Book Read Free

Kimberly's Capital Punishment

Page 10

by Richard Milward


  Fortunately, I had the wet-wipes. Once we’d finished the Mini Milks, I spring-cleaned my fingers while Malcolm licked his, like five more fat ice lollies. Despite the temper on him, there were so many endearing things about Malcolm: for starters, he’d never accuse me of being ‘too good’; he held my hand like we’d been friends since birth; he was full of life (despite the short life expectancy); he had a beautiful, elastic smile; and Velcro on his shoes.

  I was relieved about the Velcro. I didn’t want to find him hanging from Tower Bridge by his shoelaces after one date with Kimberly Clark.

  ‘Do you like the Capital, then?’ I asked, though I regretted the ‘then’ bit. There was no need to threaten the lad.
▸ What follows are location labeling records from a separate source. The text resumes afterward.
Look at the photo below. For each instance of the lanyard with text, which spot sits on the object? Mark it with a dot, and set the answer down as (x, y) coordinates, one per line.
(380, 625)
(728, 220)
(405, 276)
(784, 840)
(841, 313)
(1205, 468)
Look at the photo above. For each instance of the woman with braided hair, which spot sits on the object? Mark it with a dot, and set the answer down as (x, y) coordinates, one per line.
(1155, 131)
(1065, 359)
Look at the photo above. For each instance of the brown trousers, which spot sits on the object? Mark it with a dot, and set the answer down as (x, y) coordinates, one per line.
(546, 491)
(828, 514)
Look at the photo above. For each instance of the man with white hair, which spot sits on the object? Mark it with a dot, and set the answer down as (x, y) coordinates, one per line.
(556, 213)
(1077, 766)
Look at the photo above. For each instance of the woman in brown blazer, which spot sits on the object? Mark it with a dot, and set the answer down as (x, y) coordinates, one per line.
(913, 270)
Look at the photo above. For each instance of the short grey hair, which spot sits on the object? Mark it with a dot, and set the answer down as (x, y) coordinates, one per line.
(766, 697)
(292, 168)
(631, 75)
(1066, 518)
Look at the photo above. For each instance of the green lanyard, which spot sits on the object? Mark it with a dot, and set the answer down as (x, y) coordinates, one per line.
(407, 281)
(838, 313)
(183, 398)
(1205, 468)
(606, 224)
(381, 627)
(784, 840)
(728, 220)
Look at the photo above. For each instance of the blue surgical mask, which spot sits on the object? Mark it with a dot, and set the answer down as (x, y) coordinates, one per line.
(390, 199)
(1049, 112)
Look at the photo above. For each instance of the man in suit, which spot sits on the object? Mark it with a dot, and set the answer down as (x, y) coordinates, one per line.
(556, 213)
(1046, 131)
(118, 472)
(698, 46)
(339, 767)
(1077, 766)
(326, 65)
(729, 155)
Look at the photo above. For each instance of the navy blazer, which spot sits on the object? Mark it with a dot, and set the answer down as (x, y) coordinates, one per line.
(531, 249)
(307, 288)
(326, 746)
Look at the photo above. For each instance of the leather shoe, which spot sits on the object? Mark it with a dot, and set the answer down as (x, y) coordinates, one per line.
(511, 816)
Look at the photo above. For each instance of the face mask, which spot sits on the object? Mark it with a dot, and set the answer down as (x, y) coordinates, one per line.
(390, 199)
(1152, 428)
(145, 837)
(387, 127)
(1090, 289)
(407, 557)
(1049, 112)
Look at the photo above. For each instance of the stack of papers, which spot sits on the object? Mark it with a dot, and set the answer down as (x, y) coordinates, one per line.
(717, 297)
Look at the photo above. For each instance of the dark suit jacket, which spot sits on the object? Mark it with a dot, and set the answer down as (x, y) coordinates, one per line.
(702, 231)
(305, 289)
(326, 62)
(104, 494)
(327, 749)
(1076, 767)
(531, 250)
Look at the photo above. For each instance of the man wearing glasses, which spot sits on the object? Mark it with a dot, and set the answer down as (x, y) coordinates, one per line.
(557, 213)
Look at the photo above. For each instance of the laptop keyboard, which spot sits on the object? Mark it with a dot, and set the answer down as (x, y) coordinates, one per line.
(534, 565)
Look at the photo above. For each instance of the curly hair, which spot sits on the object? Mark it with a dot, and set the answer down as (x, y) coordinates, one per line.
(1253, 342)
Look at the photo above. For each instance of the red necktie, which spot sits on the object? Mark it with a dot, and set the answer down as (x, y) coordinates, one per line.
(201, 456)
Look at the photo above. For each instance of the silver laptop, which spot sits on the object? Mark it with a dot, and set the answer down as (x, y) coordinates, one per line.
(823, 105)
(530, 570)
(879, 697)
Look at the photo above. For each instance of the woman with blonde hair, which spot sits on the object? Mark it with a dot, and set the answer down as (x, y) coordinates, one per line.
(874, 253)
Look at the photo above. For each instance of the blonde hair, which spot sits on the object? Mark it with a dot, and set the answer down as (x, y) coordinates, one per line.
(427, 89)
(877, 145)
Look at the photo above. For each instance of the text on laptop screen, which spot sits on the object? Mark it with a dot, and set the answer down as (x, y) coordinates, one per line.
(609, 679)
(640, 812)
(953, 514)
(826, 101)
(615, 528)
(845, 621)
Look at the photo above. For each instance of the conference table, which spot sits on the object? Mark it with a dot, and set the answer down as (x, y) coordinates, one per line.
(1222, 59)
  ‘Yes, I like the Wethouse, and the trains, and the gulls,’ Malcolm replied, playing with his hands. I couldn’t tell if he’d said ‘gulls’ or ‘girls’. Despite his directness, a lot of what Malcolm said was wide open to interpretation. I decided to play it safe, and replied, ‘Yeah.’

  I leaned over him to lob the dirty wet-wipes and lollysticks in the bin. Sometimes it’s difficult finding a bin in the Capital, since terrorists like to keep their bombs in them – and terrorists tend to favour the same hotspots as tourists. Fortunately, though, I came away with all my limbs intact.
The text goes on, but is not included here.